Le député François Ruffin a annoncé mardi 12 mai qu’il serait candidat à l’élection présidentielle de 2027 si une primaire de la gauche non-mélenchoniste n’était pas organisée. Cette déclaration intervient dans un contexte de tensions persistantes au sein du Parti socialiste (PS), marqué par le départ de Boris Vallaud de la direction du parti la semaine précédente. Ruffin, ancien membre de La France insoumise (LFI), a critiqué les « apparatchiks » du PS, qu’il accuse de bloquer le processus de primaire. « Je souhaite que la primaire ait lieu parce que je pense qu’il n’y a pas une autre façon de faire. Maintenant, s’il n’y a pas de primaire, moi j’y vais », a-t-il déclaré sur France Inter.
Une primaire incertaine
L’organisation d’une primaire à gauche reste en suspens. Olivier Faure, premier secrétaire du PS, continue de défendre cette option, tandis que François Hollande, ancien président de la République, privilégie une union des centres. Clémentine Autain, cofondatrice du parti l’Après, a lancé un ultimatum au PS, exigeant qu’il « tranche » sur sa participation à une primaire. Si cette dernière n’a pas lieu, elle n’exclut pas un ralliement à Jean-Luc Mélenchon. Marine Tondelier, secrétaire nationale d’Europe Écologie-Les Verts (EELV), a quant à elle tenté de recentrer le débat sur les enjeux sociaux, évoquant les « maux liés à l’isolement » lors d’un déplacement à Paris.

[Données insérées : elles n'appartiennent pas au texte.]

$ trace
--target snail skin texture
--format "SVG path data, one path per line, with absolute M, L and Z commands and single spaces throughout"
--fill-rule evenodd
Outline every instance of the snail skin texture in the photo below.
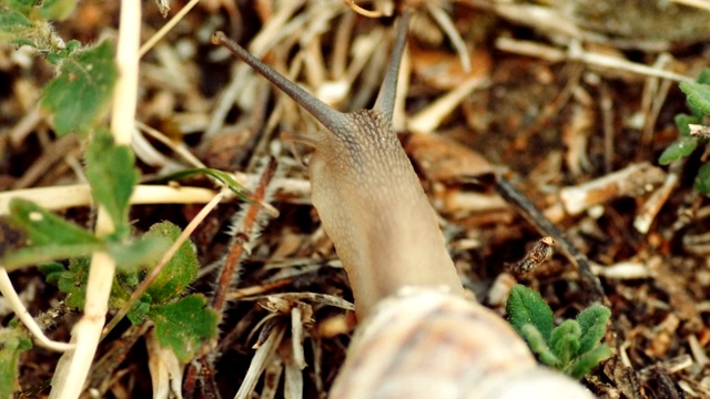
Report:
M 464 298 L 437 217 L 392 125 L 412 12 L 372 110 L 331 109 L 224 33 L 213 42 L 288 94 L 326 130 L 315 149 L 313 204 L 347 273 L 361 320 L 331 398 L 592 398 L 536 365 L 513 327 Z

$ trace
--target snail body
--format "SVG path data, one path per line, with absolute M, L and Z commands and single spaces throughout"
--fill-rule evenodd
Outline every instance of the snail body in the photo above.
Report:
M 231 50 L 315 116 L 313 204 L 347 273 L 359 326 L 332 398 L 591 398 L 536 365 L 498 315 L 464 298 L 436 214 L 399 144 L 392 115 L 410 12 L 372 110 L 341 113 L 251 55 Z M 517 381 L 514 383 L 514 381 Z M 531 387 L 541 387 L 531 390 Z

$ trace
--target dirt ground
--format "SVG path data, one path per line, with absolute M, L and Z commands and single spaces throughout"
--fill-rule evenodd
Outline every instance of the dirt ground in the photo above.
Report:
M 395 126 L 442 216 L 465 286 L 501 314 L 505 298 L 490 288 L 511 278 L 539 290 L 560 319 L 607 305 L 605 341 L 615 356 L 582 380 L 599 397 L 710 398 L 710 204 L 693 188 L 708 150 L 703 143 L 687 158 L 658 164 L 678 136 L 676 115 L 689 112 L 678 79 L 694 79 L 710 61 L 710 11 L 646 0 L 405 2 L 416 12 L 400 84 L 406 102 Z M 82 43 L 114 35 L 119 3 L 80 2 L 55 28 Z M 346 3 L 205 0 L 141 60 L 138 121 L 207 166 L 244 178 L 261 176 L 270 158 L 277 165 L 266 197 L 277 218 L 261 215 L 245 226 L 234 219 L 248 206 L 224 203 L 192 235 L 202 273 L 191 291 L 207 297 L 224 286 L 217 276 L 226 254 L 248 249 L 224 288 L 219 344 L 186 396 L 233 397 L 253 346 L 275 330 L 285 334 L 253 397 L 281 397 L 285 383 L 302 383 L 303 397 L 323 398 L 344 359 L 354 319 L 332 297 L 352 301 L 352 294 L 310 203 L 311 150 L 287 140 L 317 126 L 210 35 L 225 31 L 338 110 L 369 108 L 388 62 L 393 18 L 358 16 Z M 184 2 L 171 7 L 169 18 Z M 144 41 L 165 19 L 153 2 L 143 12 Z M 79 182 L 81 141 L 58 139 L 36 108 L 52 66 L 18 52 L 0 49 L 0 190 Z M 31 113 L 33 123 L 18 133 Z M 138 153 L 144 181 L 186 167 L 145 131 L 145 145 L 158 155 Z M 507 274 L 507 265 L 550 233 L 525 206 L 504 200 L 491 174 L 542 209 L 589 262 L 580 266 L 558 247 L 534 272 Z M 206 178 L 189 184 L 211 186 Z M 131 219 L 138 232 L 163 219 L 184 227 L 201 207 L 136 205 Z M 62 215 L 90 226 L 93 211 Z M 6 249 L 19 245 L 12 234 L 3 233 Z M 67 340 L 80 315 L 62 308 L 61 293 L 36 268 L 11 278 L 32 315 L 62 310 L 50 335 Z M 296 308 L 303 360 L 292 349 Z M 3 310 L 3 325 L 11 317 Z M 124 321 L 101 342 L 90 375 L 101 397 L 151 392 L 146 330 Z M 57 359 L 39 348 L 23 354 L 24 397 L 48 395 Z M 294 374 L 301 361 L 307 367 Z M 186 387 L 190 372 L 196 371 L 187 372 Z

« La question de la primaire oppose deux visions : un processus démocratique pour désigner un candidat, ou une stratégie d’alliances négociées en coulisses. »
La polémique Glucksmann
Raphaël Glucksmann, eurodéputé et fondateur de Place publique, est au cœur d’une polémique après la fuite d’une note interne classant les électeurs en « cibles fidèles » et « cibles à éviter ». Le document, révélé par Politico et repris par plusieurs médias, recommande de cibler les électeurs aisés (plus de 3 500 euros par mois), les habitants des métropoles et les personnes âgées de 50 à 80 ans, tout en évitant « pour le moment » les jeunes, les banlieues et les revenus inférieurs à 1 500 euros. Glucksmann a réagi en affirmant que cette note, présentée comme une « proposition » par son conseiller Mathieu Lefèvre-Marton, n’avait « aucune valeur politique ». Il a assuré vouloir s’adresser à « tous les Français », citant notamment les banlieues et les villes de moins de 100 000 habitants.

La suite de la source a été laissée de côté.